The challenges posed by the integration of AI in cosmetic surgery, particularly those concerning potential biases and the risk of over-reliance, necessitate proactive solutions. One primary solution could be the establishment of protocols for the regular validation of AI tools. This would entail frequent benchmarking against real-world outcomes to gauge accuracy and recalibrate algorithms as needed. Additionally, the curriculum for medical training should incorporate a balance between AI-enhanced learning and hands-on clinical experience. While AI can provide a vast reservoir of visual aids and theoretical knowledge, hands-on practice under expert supervision remains irreplaceable. Emphasizing the complementary nature of AI tools rather than viewing them as replacements can mitigate the risk of over-reliance.
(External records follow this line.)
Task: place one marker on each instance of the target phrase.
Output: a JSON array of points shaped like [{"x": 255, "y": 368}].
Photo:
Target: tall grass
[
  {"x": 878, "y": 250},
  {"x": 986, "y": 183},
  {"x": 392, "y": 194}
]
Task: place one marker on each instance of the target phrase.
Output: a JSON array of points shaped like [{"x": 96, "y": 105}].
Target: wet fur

Regarding regulations, the rapid advancement of AI in cosmetic surgery calls for robust oversight by both governmental bodies and industry stakeholders. As AI technologies become increasingly ingrained in the field of cosmetic surgery, the urgency of implementing standardized ethical guidelines has never been more acute. These guidelines must focus on multiple dimensions of ethical concerns: safeguarding patient confidentiality, ensuring transparency in AI-driven decision-making processes, and offering avenues for redress in case of errors attributable to AI. Beyond these, it is crucial for ethical frameworks to also tackle issues related to representation and inclusivity. Specifically, AI tools should be trained on diverse datasets to mitigate the risk of perpetuating existing biases. To develop such a multi-faceted framework, it is imperative to foster collaborative efforts among various stakeholders. This includes governmental regulatory bodies, industry pioneers, and medical professionals. Through collective action, we can create an expansive set of guidelines that not only encourages innovation but also rigorously upholds ethical standards, patient welfare, and the broader integrity of the cosmetic surgery field.

5. Conclusions

In summary, the horizons of cosmetic surgery are broadening with the advent of AI-generated imagery. This merger promises enriched patient education, more effective counseling, and an enhanced training paradigm. Nevertheless, as with any technological innovation, its adoption should be judicious, ensuring it augments existing methodologies rather than replacing them. The juxtaposition of innovation and ethics in this realm also necessitates rigorous oversight and regular updates.